Na peúgada de ambos, encontra-se o xerife Ed Tom Bell, desgastado pela forma como a sociedade tem evoluído e como os valores tradicionais se têm perdido. Ultrapassado, é através dos seus monólogos que entendemos a inevitabilidade das coisas e o que acontece quando nos recusamos a reconhecer que o homem é a pior criatura à face da terra, persistindo numa ingenuidade forçada de que a decência prevalecerá.  

É esta trupe que acompanhamos ao longo de umas intensas 220 páginas, em que nos maravilhamos com a escrita experiente do autor. Tudo faz sentido, os diálogos sem travessões obrigam a uma leitura mais atenta e a um absorver mais impactante do que a personagem está a dizer. Há uma harmonia admirável na escrita de McCarthy, ainda mais meritória quando a acção está cheia de maldade e violência, descrita de uma forma tão talentosa que nunca soa sensacionalista nem acessória, no que considero ser uma tradução muito bem conseguida do excelente texto orginal.

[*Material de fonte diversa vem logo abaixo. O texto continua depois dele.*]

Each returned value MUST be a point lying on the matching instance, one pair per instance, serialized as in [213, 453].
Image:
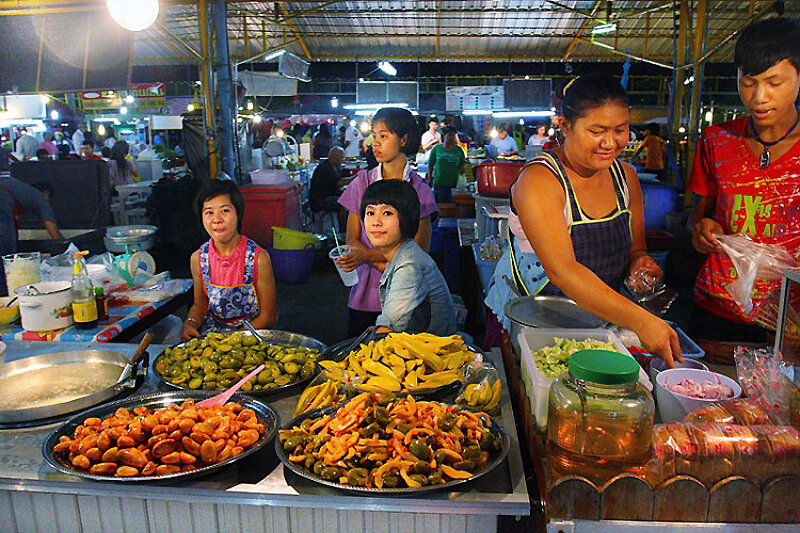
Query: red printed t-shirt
[763, 203]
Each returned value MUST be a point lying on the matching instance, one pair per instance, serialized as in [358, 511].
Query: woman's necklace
[764, 160]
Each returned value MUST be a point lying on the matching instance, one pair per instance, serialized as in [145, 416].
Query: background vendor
[746, 176]
[580, 229]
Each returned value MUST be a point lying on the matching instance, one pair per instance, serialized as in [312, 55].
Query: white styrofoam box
[537, 385]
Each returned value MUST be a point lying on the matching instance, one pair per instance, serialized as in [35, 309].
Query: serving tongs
[254, 331]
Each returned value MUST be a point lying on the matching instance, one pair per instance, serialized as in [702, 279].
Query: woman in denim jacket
[414, 295]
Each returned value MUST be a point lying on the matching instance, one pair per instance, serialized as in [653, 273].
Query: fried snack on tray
[402, 362]
[712, 452]
[382, 441]
[163, 441]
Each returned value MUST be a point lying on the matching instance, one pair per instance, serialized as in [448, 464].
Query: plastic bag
[756, 264]
[324, 390]
[760, 373]
[650, 293]
[481, 388]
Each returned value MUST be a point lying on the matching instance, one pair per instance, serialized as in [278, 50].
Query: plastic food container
[537, 385]
[599, 413]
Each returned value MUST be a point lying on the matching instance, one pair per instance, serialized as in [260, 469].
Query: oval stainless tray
[496, 429]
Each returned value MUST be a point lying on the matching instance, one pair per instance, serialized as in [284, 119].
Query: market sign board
[146, 96]
[475, 97]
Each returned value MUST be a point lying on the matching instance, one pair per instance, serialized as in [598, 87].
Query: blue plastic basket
[292, 266]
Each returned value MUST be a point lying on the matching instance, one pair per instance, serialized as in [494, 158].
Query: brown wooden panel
[780, 500]
[681, 499]
[734, 499]
[573, 497]
[626, 497]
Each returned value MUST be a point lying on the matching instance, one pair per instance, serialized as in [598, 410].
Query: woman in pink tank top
[233, 279]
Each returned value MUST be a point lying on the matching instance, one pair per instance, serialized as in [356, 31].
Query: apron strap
[250, 258]
[618, 176]
[516, 275]
[205, 270]
[560, 172]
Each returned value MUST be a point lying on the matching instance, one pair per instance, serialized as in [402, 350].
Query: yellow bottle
[84, 306]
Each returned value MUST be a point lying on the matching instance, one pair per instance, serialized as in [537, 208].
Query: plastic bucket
[292, 266]
[291, 239]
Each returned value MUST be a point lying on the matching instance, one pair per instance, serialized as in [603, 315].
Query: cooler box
[267, 206]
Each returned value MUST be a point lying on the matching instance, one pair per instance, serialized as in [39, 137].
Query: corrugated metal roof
[501, 30]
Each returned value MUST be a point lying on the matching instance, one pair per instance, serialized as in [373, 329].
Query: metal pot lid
[43, 288]
[54, 384]
[550, 312]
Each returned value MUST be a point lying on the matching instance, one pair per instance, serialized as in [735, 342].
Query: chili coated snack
[172, 439]
[379, 440]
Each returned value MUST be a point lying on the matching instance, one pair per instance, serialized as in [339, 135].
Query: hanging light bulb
[133, 15]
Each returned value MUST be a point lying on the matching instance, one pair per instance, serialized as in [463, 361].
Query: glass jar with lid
[599, 415]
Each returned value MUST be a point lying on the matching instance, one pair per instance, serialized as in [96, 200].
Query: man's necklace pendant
[764, 159]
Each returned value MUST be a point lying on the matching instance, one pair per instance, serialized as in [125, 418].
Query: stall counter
[255, 494]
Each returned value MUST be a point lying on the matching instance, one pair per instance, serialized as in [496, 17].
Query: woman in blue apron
[233, 278]
[579, 220]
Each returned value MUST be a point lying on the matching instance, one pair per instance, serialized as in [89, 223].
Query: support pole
[224, 88]
[205, 80]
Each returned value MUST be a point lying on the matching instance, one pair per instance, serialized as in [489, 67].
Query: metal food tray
[265, 413]
[550, 312]
[496, 429]
[335, 352]
[275, 336]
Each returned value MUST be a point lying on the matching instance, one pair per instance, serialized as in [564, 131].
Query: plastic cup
[348, 278]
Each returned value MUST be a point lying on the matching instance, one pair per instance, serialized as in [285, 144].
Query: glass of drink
[22, 269]
[348, 278]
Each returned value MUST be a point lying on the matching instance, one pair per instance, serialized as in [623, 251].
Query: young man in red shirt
[746, 176]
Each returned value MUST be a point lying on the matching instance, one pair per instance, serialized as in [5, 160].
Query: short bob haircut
[399, 194]
[403, 124]
[590, 91]
[221, 187]
[766, 43]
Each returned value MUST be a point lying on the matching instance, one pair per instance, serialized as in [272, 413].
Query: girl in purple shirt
[396, 136]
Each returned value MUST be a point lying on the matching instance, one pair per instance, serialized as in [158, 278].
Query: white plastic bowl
[673, 407]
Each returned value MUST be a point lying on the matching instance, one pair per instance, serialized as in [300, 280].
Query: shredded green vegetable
[554, 360]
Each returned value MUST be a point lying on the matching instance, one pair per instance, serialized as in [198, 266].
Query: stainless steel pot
[55, 384]
[45, 306]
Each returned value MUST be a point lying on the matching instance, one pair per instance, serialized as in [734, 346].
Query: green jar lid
[604, 367]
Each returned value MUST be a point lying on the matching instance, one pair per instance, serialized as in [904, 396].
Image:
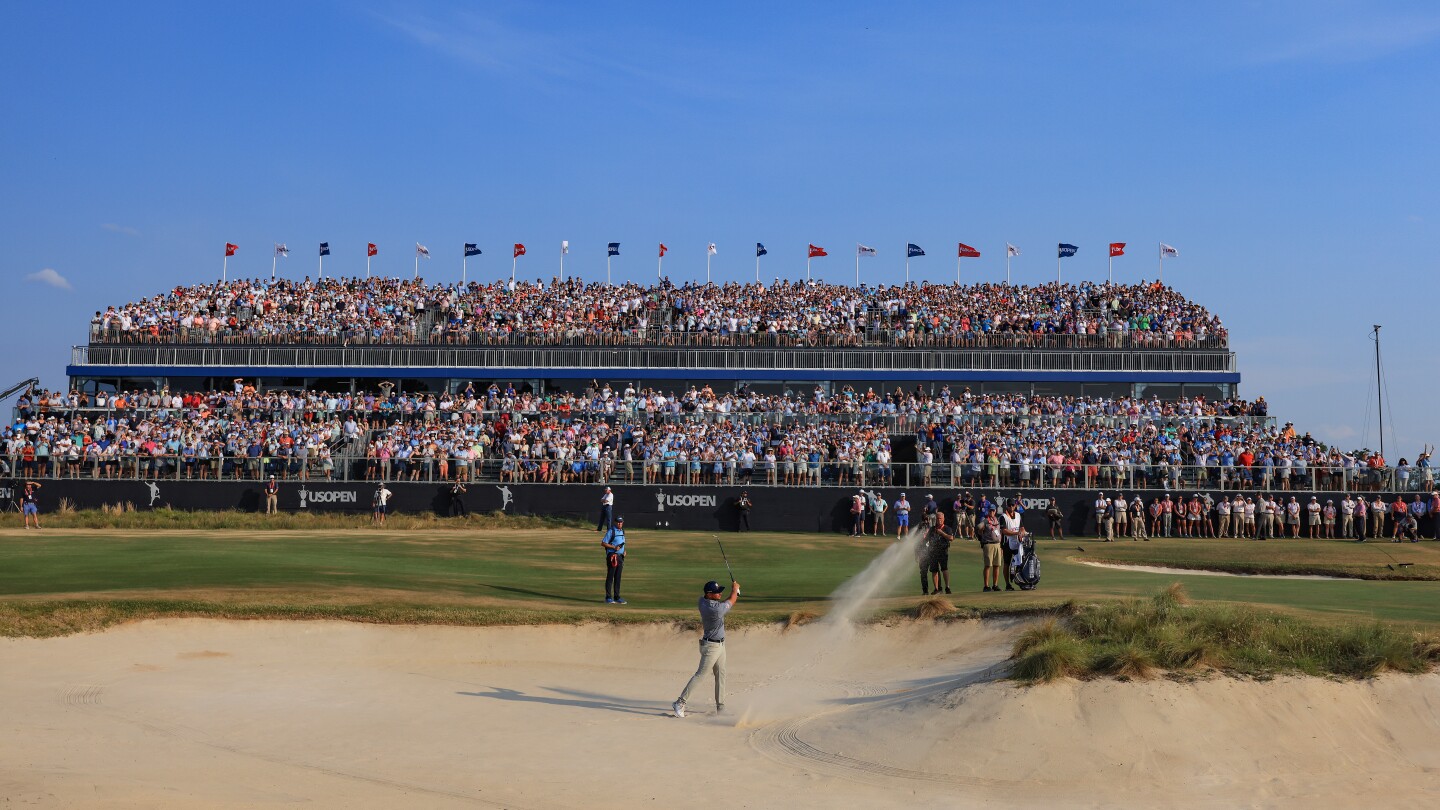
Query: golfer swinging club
[712, 643]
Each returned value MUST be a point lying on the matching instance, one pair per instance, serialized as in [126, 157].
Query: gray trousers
[712, 657]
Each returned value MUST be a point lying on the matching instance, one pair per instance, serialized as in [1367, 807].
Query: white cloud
[48, 276]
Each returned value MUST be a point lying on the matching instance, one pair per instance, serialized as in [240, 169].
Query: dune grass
[1135, 639]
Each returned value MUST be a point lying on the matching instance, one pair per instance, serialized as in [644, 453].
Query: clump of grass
[935, 607]
[1136, 639]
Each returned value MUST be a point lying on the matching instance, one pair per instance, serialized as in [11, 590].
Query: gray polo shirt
[712, 614]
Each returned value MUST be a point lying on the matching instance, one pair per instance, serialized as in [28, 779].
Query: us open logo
[308, 496]
[663, 500]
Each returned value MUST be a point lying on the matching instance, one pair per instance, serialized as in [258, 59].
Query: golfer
[614, 542]
[29, 506]
[712, 643]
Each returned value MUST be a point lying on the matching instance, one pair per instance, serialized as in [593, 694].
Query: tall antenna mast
[1380, 402]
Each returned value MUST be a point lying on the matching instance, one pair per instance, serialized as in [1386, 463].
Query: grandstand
[674, 395]
[785, 337]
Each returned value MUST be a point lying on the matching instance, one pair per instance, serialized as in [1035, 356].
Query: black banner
[691, 508]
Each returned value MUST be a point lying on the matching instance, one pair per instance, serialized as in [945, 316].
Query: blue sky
[1286, 149]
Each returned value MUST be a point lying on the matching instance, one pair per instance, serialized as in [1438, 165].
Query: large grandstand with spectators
[677, 395]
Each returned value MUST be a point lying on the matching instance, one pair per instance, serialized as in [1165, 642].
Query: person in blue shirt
[614, 542]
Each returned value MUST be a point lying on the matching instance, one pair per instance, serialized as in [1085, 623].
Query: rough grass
[126, 516]
[1135, 639]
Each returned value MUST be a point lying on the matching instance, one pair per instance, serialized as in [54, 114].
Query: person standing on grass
[939, 541]
[712, 643]
[382, 503]
[614, 542]
[1057, 531]
[990, 538]
[606, 509]
[29, 506]
[1010, 542]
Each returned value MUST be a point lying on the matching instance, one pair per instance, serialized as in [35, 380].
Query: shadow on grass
[581, 701]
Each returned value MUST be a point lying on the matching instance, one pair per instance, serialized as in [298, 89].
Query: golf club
[725, 557]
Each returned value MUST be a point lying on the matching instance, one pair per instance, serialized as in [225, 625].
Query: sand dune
[209, 714]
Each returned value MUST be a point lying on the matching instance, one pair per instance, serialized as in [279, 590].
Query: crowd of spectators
[573, 312]
[694, 437]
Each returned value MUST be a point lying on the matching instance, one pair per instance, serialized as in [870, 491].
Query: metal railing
[657, 358]
[674, 472]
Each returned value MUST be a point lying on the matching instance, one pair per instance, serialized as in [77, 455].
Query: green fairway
[558, 574]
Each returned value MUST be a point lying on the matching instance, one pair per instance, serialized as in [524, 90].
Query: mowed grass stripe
[558, 574]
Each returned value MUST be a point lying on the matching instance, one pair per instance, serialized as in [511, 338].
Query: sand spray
[810, 657]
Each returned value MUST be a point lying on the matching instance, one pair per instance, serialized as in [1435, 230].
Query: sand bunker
[209, 714]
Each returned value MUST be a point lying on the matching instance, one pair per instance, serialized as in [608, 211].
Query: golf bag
[1027, 565]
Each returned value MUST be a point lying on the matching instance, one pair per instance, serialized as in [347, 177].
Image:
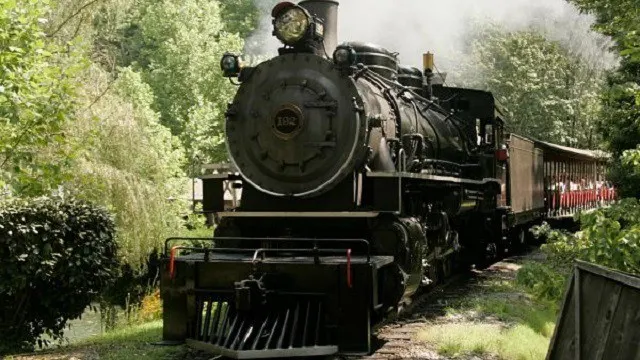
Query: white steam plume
[411, 27]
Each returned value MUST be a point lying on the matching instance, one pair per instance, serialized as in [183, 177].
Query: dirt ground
[400, 340]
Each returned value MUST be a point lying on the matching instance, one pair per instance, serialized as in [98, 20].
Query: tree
[177, 47]
[620, 125]
[36, 100]
[547, 92]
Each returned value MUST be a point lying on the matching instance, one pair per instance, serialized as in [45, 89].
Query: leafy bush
[57, 256]
[542, 281]
[607, 236]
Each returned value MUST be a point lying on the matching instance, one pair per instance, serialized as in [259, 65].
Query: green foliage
[57, 256]
[546, 91]
[177, 46]
[240, 16]
[542, 281]
[129, 163]
[620, 124]
[607, 236]
[36, 99]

Este país não é para velhos é um livro brutal: em qualidade, em textura, em personagens masculinas. Um thriller fantástico, com pitadas mestras de filosofia e gore.

«Na semana passada, lá na Califórnia, apanharam um casal que alugava quartos a idosos e depois matava-os e enterrava-os no quintal. (...) Os vizinhos foram alertados quando um homem fugiu de casa completamente despido, trazendo apenas uma coleira de cão ao pescoço. (...) Todo aquele berreiro e o casal a fazer buracos no quintal não pôs ninguém de sobreaviso.» 

A sua adaptação ao cinema pelos Coen é muito boa, mas prefiro o livro, apesar de tudo; as pessoas são mais autênticas e menos heróicas, mais próximas da realidade que da ficção; os Coen estiveram excelentes, mas McCarthy esteve ainda melhor.